I bought shares of Walt Disney (DIS 0.20%) and American Tower (AMT -0.98%) last week, adding to existing positions in both cases. Neither stock has done well over the past year, and both companies are facing significant challenges. While the short-term pictures aren't pretty, I think both stocks will work out just fine in the long run.

Walt Disney

Disney has a lot to figure out. The company's parks and cruises are doing well, so much so that Disney will double its capital investments over the next decade to $60 billion. But everything else is a mess.

The streaming business has gained a huge number of subscribers, but subscriber growth has now stalled, and the company needs to find a way to turn the business profitable. The linear TV business, long a cash cow for Disney, might be in permanent decline as consumers ditch cable. Disney is reportedly looking to sell ABC, and it's weighing options for its 80% stake in sports network ESPN.

Disney stock has not fared well in this highly uncertain environment, with shares down nearly 30% from their 52-week high. While traditional valuation metrics don't paint a compelling picture, given that Disney's profits are depressed, the core reason to own Disney stock has not changed. The company's vast trove of intellectual property and its track record of leveraging those assets across its entire business are its key competitive advantages.

Exactly what that looks like has changed in the past and will change again in the future.
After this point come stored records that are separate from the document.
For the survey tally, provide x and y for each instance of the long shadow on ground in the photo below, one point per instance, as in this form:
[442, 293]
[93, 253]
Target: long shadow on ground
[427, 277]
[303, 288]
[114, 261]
Linear TV is out, streaming is in, and Disney still has work to do to adapt. But I'm betting that Disney will make it work and drive profits much higher in the years ahead.

American Tower

For the most part, wireless operators rely on third-party telecom towers to house their equipment. American Tower is a leader in this industry, with roughly 226,000 sites across the world. Towers cost little to maintain and run, so once American Tower snags a few tenants on a tower, the return on investment is exceptional.

There are other things to like about American Tower's business model. Contracts tend to be long-term and non-cancellable with built-in lease escalators. This gives the company a high level of visibility into future revenue. Churn is low, typically between 1% and 2%. Tower sites can be expanded to accommodate additional tenants or more equipment, and the barrier to entry is high thanks in part to complex zoning restrictions.

While American Tower's revenue is predictable, the company is not immune to the macroeconomic environment. During slowdowns in the wireless industry, wireless providers may pull back on capital investments. This means less equipment being installed on American Tower's sites and slower revenue growth. This is one reason why American Tower stock has tumbled nearly 30% from its 52-week high.

U.S. wireless carriers are also at the tail end of the 5G investment cycle, so capital spending is likely to cool a bit regardless of the economic backdrop. AT&T, for example, expects this year to mark the peak of its capital spending spree.

Despite these headwinds, the long-term picture still looks just fine. Mobile data usage continues to explode, and American Tower still has solid growth opportunities in international markets. With American Tower's dividend that now yields close to 4%, it's a great time for patient investors to stock up on shares of the company.